Saturday, August 21, 2010

The First Cut Is The Deepest

Melanie left for college again today, it seemed to strangely normal compared to last years goodbye. She put it simply, the goodbye is only hard when it means that this is the end, that everything changes, that life as we know it will never be the same. Now, we are simply going back to things being normal. 



It's really hard being the one that is left behind, I sometimes wish that I was able to start new, to go somewhere for college and have the experience that many many people are starting now. I don't regret the way I am doing things though... I would rather be somewhere familiar that I dislike, than somewhere new with no one I'm friends with that I dislike. Sonoma wasn't the place for me, and the only mistake I made was not trying hard enough in high school/not applying enough places that I actually wanted to go to.

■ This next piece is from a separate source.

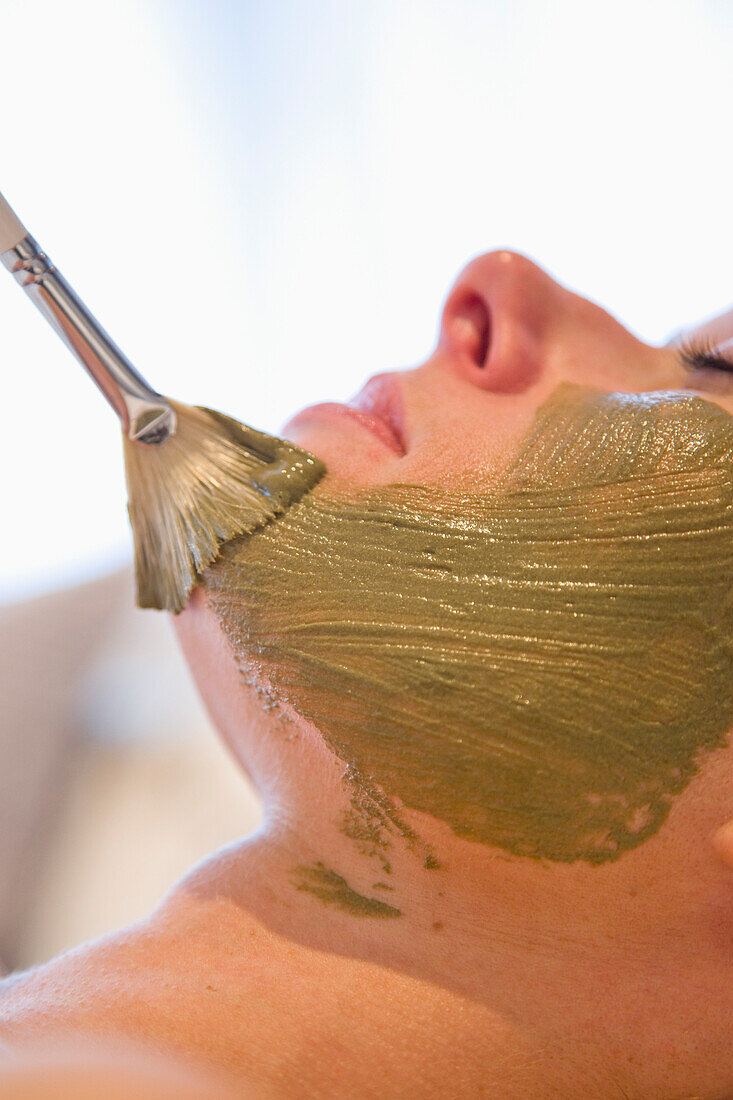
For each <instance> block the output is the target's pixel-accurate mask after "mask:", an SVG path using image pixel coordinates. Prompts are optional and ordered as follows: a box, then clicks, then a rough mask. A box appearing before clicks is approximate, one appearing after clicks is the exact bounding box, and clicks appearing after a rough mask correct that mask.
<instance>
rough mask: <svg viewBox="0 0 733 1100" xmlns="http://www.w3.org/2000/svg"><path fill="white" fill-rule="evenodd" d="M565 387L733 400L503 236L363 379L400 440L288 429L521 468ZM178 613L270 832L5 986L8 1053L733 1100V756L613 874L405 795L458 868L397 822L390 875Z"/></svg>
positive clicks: (702, 785) (183, 631) (345, 480)
mask: <svg viewBox="0 0 733 1100" xmlns="http://www.w3.org/2000/svg"><path fill="white" fill-rule="evenodd" d="M722 335H723V334H722V333H720V332H718V333H716V337H718V339H722ZM486 345H488V354H486V356H485V360H484V354H483V353H484V350H485V348H486ZM731 377H733V376H731ZM561 382H573V383H579V384H581V385H586V386H591V387H593V388H595V389H599V390H604V392H614V390H623V392H628V393H644V392H646V390H659V389H669V390H678V389H685V390H687V392H691V393H694V394H698V395H699V396H701V397H703V398H705V399H708V400H713V401H716V403H718V404H719V405H721V407H723V408H724V409H726V410H727V411H729V412H731V414H733V381H731V378H729V377H725V376H721V375H718V374H714V375H713V374H712V373H711V372H705V373H704V374H700V375H694V376H692V375H690V374H688V373H686V372H685V371H683V368H682V366H681V364H680V362H679V359H678V355H677V353H676V351H675V350H674V349H671V348H653V346H649V345H647V344H644V343H642V342H639V341H638V340H636V339H635V338H634V337H633V335H632V334H631V333H628V332H627V331H626V330H625V329H624V328H623V327H622V326H621V324H619V322H616V321H615V320H614V319H613V318H612V317H611V316H610V315H609V313H606V312H605V311H604V310H602V309H600V308H599V307H598V306H595V305H593V304H591V303H589V301H587V300H586V299H583V298H580V297H578V296H577V295H575V294H571V293H570V292H568V290H567V289H565V288H564V287H560V286H559V285H558V284H556V283H555V282H553V281H551V279H550V278H549V277H548V276H547V275H546V274H545V273H544V272H543V271H541V270H540V268H538V267H536V266H535V265H534V264H532V263H530V262H529V261H527V260H526V259H524V257H522V256H518V255H516V254H514V253H508V252H497V253H490V254H488V255H485V256H481V257H479V259H478V260H475V261H473V262H472V263H471V264H469V265H468V267H467V268H466V270H464V271H463V272H462V273H461V275H460V276H459V278H458V281H457V283H456V285H455V287H453V288H452V290H451V293H450V295H449V297H448V299H447V303H446V306H445V309H444V315H442V320H441V326H440V333H439V340H438V345H437V348H436V351H435V352H434V354H433V355H431V356H430V359H429V360H428V361H427V362H426V363H425V364H423V365H422V366H419V367H417V368H414V370H411V371H405V372H402V373H398V374H394V375H390V376H387V378H386V381H385V378H384V377H378V378H376V379H372V382H370V383H368V385H366V387H365V388H364V390H363V392H362V398H361V400H360V401H358V404H359V405H360V407H361V409H362V412H363V411H364V409H371V410H372V411H373V412H378V414H379V415H380V417H386V420H387V421H392V426H393V428H394V426H395V425H396V428H397V431H396V437H395V434H394V433H393V430H392V429H391V427H390V423H389V422H384V421H383V422H382V425H381V427H380V425H379V423H378V425H374V423H373V422H372V421H370V420H369V419H368V417H365V416H364V417H363V418H362V420H361V422H360V421H359V418H358V417H354V416H353V415H351V414H348V412H343V411H342V410H341V411H339V409H338V408H337V409H335V408H329V409H320V410H318V409H316V410H313V411H310V412H305V414H302V415H298V416H297V417H296V418H294V420H293V421H291V423H289V426H288V427H286V428H285V430H284V433H285V434H287V437H288V438H291V439H293V440H294V441H295V442H297V443H299V444H302V445H304V447H306V448H308V449H309V450H311V451H313V452H315V453H316V454H318V455H319V456H320V458H322V459H324V460H325V462H326V464H327V466H328V470H329V474H328V478H330V480H331V483H332V484H335V485H336V484H338V483H340V484H341V485H343V486H361V485H373V484H389V483H391V482H414V483H417V484H436V485H444V486H448V487H462V486H463V485H470V483H471V480H472V478H473V477H474V476H475V474H477V473H478V472H481V473H482V475H483V476H484V477H485V475H486V472H489V473H492V472H495V474H496V475H499V474H500V473H501V472H502V470H504V469H505V467H506V465H507V462H508V460H510V459H511V456H512V455H513V453H514V452H515V450H516V448H517V445H518V442H519V440H521V439H522V437H523V436H524V433H525V432H526V430H527V428H528V426H529V425H530V423H532V420H533V417H534V415H535V411H536V409H537V408H538V407H539V405H541V404H543V401H544V400H545V399H546V398H547V397H548V396H549V394H550V393H553V390H554V389H555V388H556V387H557V386H558V385H559V384H560V383H561ZM397 404H398V405H400V406H402V414H400V415H397V412H396V411H395V408H396V405H397ZM389 405H391V407H392V412H391V414H390V415H387V406H389ZM175 626H176V630H177V634H178V637H179V640H180V643H182V646H183V648H184V652H185V653H186V657H187V659H188V662H189V664H190V667H192V670H193V672H194V675H195V678H196V680H197V683H198V685H199V689H200V691H201V694H203V697H204V700H205V702H206V703H207V706H208V708H209V711H210V713H211V716H212V718H214V720H215V723H216V724H217V726H218V728H219V729H220V731H221V734H222V736H223V737H225V739H226V741H227V742H228V745H229V746H230V748H231V750H232V753H233V756H234V757H236V759H237V760H238V761H239V762H240V764H241V766H242V767H243V768H245V769H247V770H248V771H249V772H250V773H251V775H252V777H253V779H254V781H255V783H256V785H258V787H259V789H260V791H261V792H262V795H263V799H264V802H265V809H266V817H265V823H264V825H263V827H262V829H261V831H260V832H259V833H258V834H256V835H255V836H254V837H252V838H250V839H249V840H247V842H244V843H236V844H233V845H231V846H230V847H229V848H228V849H226V850H225V851H222V853H218V854H216V855H215V856H212V857H211V858H210V859H208V860H206V861H205V862H204V864H201V865H199V866H198V867H197V868H194V869H193V870H192V871H190V872H189V875H188V876H187V877H186V878H185V879H184V881H183V882H180V883H179V884H178V886H176V887H175V889H174V890H173V891H172V893H171V894H169V895H168V897H167V899H165V901H164V902H163V903H162V905H161V906H160V908H158V910H156V911H155V912H154V913H153V914H152V915H151V916H150V919H149V920H147V921H145V922H143V923H142V924H139V925H135V926H133V927H132V928H129V930H125V931H123V932H120V933H118V934H117V935H114V936H112V937H108V938H106V939H105V941H100V942H98V943H95V944H91V945H88V946H85V947H81V948H78V949H77V950H76V952H74V953H70V954H67V955H65V956H63V957H61V958H59V959H56V960H54V961H52V963H51V964H48V965H47V966H45V967H42V968H40V969H39V970H36V971H32V972H31V974H29V975H24V976H20V977H17V978H11V979H9V980H7V981H6V982H4V993H3V997H2V1000H1V1001H0V1037H1V1038H2V1040H3V1041H4V1042H6V1043H7V1044H8V1046H9V1047H11V1048H12V1049H14V1051H17V1052H21V1053H22V1052H23V1049H24V1048H25V1047H26V1045H28V1044H29V1043H31V1041H33V1042H39V1041H43V1040H44V1038H46V1040H48V1041H51V1040H54V1041H58V1040H59V1038H62V1040H63V1041H64V1042H66V1043H69V1044H72V1045H73V1044H75V1043H77V1042H79V1041H80V1040H88V1038H89V1037H90V1036H91V1037H99V1036H102V1037H106V1038H107V1040H114V1038H118V1037H127V1038H129V1040H134V1041H138V1042H142V1043H144V1044H147V1045H149V1046H150V1048H151V1049H156V1051H161V1052H164V1053H166V1054H171V1055H180V1056H187V1057H188V1058H193V1059H194V1062H195V1064H197V1065H200V1066H201V1067H203V1068H210V1069H216V1070H221V1071H223V1073H225V1074H227V1075H228V1079H229V1080H231V1082H232V1084H233V1085H234V1086H237V1087H239V1088H240V1090H244V1089H245V1088H252V1089H253V1093H252V1095H256V1096H259V1097H260V1096H262V1097H270V1096H272V1097H276V1098H298V1097H304V1098H305V1097H337V1096H344V1095H348V1096H350V1097H354V1098H372V1097H374V1098H376V1097H384V1096H390V1097H405V1098H407V1097H413V1096H424V1097H426V1098H430V1100H431V1098H435V1100H437V1098H445V1097H448V1096H449V1097H456V1098H463V1097H466V1098H469V1097H470V1098H474V1097H495V1096H502V1097H503V1098H506V1100H525V1098H526V1100H529V1098H537V1097H543V1098H555V1097H557V1098H564V1100H573V1098H576V1097H577V1098H581V1097H582V1098H587V1097H589V1096H593V1097H599V1098H603V1100H605V1098H608V1100H612V1098H615V1097H619V1098H623V1097H626V1098H634V1100H683V1098H692V1097H699V1098H701V1100H724V1098H725V1097H726V1096H733V1042H732V1040H733V1025H732V1024H731V1021H733V981H732V980H731V979H732V978H733V954H732V948H731V944H732V942H733V766H732V763H731V749H730V748H724V749H720V750H718V751H715V752H712V753H711V755H710V756H709V757H708V758H707V760H705V763H704V767H703V768H702V769H701V771H700V773H699V774H698V775H697V777H694V779H693V780H692V781H691V783H690V784H689V787H688V788H687V789H686V790H685V791H683V792H682V793H681V794H680V795H679V796H678V798H677V799H676V800H675V803H674V805H672V809H671V812H670V814H669V817H668V820H667V821H666V822H665V824H664V825H663V826H661V828H660V829H659V832H658V833H657V834H656V835H654V836H653V837H650V838H649V839H648V840H647V842H645V843H644V844H643V845H641V846H639V847H638V848H635V849H633V850H631V851H628V853H625V854H624V856H623V857H622V858H621V859H619V860H617V861H615V862H611V864H606V865H603V866H601V867H593V866H590V865H588V864H583V862H580V861H577V862H575V864H571V865H554V864H549V862H544V861H539V860H530V859H522V858H516V857H507V856H506V854H505V853H503V851H501V850H499V849H493V848H491V847H489V846H486V845H481V844H474V843H470V842H467V840H462V839H459V838H458V837H456V836H455V835H453V834H452V833H451V831H450V829H449V828H448V826H447V825H446V824H445V823H442V822H440V821H437V820H435V818H431V817H429V816H427V815H425V814H418V813H415V812H414V811H411V810H409V809H408V807H404V810H403V816H404V818H405V821H406V822H407V824H408V825H409V826H411V827H412V828H413V829H414V831H415V832H416V833H417V834H419V836H420V837H422V838H423V840H424V842H425V844H426V845H429V846H430V848H431V849H435V850H436V851H439V853H440V856H441V859H440V864H441V866H440V868H437V869H434V868H429V867H426V866H425V859H424V857H423V851H422V850H420V854H419V855H418V854H416V851H415V849H414V848H411V847H409V846H408V845H406V844H402V843H400V842H398V840H397V839H395V840H394V842H393V843H392V844H391V847H390V864H391V870H390V881H389V883H386V886H387V887H391V888H392V889H389V890H384V889H383V886H384V883H383V884H382V887H380V886H379V882H380V880H382V881H383V879H384V876H383V875H381V872H380V868H379V867H378V865H376V862H375V860H374V858H373V856H371V855H369V854H365V853H364V851H363V850H360V847H359V846H358V845H355V844H354V842H353V839H350V838H349V837H347V836H346V835H344V834H343V833H342V832H340V831H339V829H338V827H337V825H336V823H337V822H338V821H339V818H340V816H341V815H342V814H343V813H344V812H346V811H347V810H348V800H347V794H346V793H344V784H343V781H342V773H343V764H342V762H341V761H340V760H338V759H337V758H336V757H335V756H333V755H332V753H331V752H330V751H329V750H328V749H327V748H326V746H325V744H324V741H322V739H321V737H320V735H319V733H318V730H317V729H316V728H315V727H314V726H311V725H309V724H308V723H306V722H305V720H303V719H302V718H300V717H298V716H297V715H296V714H294V713H292V712H284V713H283V712H273V711H272V709H269V708H267V707H266V706H263V696H262V694H261V687H262V684H261V683H260V682H259V680H258V670H256V669H252V670H250V675H249V676H244V678H243V676H242V674H241V672H240V670H238V669H237V667H236V664H234V661H233V659H232V654H231V651H230V649H229V645H228V641H227V639H226V638H225V636H223V634H222V631H221V629H220V627H219V624H218V621H217V619H216V617H215V616H214V614H212V612H211V610H210V608H209V606H208V605H207V599H206V594H205V592H204V590H200V588H199V590H197V591H196V592H195V593H194V596H193V598H192V601H190V603H189V606H188V607H187V608H186V610H185V612H184V613H182V615H179V616H178V617H177V618H176V620H175ZM314 865H322V866H324V867H325V868H329V869H335V870H336V871H337V872H338V877H339V878H340V879H341V880H342V881H343V883H344V887H347V888H348V890H350V891H352V892H354V893H355V894H358V895H359V897H361V898H369V899H374V898H380V899H381V900H382V901H384V902H385V903H389V905H390V906H391V908H393V909H395V910H398V911H400V916H398V917H395V919H381V917H378V916H373V915H372V916H368V915H363V914H361V915H359V914H354V912H353V910H351V911H350V910H349V908H348V906H347V908H343V905H340V904H339V903H337V902H333V903H324V900H322V898H319V897H317V895H315V894H314V893H313V892H309V891H308V890H307V889H302V888H300V889H299V888H298V879H297V876H296V875H295V873H294V872H295V871H296V870H297V868H299V867H304V866H314ZM341 892H342V893H343V891H341ZM10 1095H13V1093H10ZM21 1095H22V1096H25V1095H26V1093H20V1092H19V1093H18V1096H19V1097H20V1096H21ZM31 1095H32V1093H31ZM244 1095H247V1093H244Z"/></svg>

I think this year is going to be a good growing opportunity... to stop relying on other people to be happy and to simply try to find that happiness within myself. It's time to move forward and start a new mindset, I will hopefully have a full time job, full time schooling, and then the internship at BBYO. Keeping busy is always a sure way to pass the time. It's just strange that from here on out, everything will be different... we are adults now. We wont go back to public education and the forced hanging out with people in our grades and feeling like outcasts and just the terrors of high school. Now, its all about the real world. Strange. Just as a side note though, I certainly wouldn't mind having an adult relationship, with a man who loves me. Yeah, that would be lovely.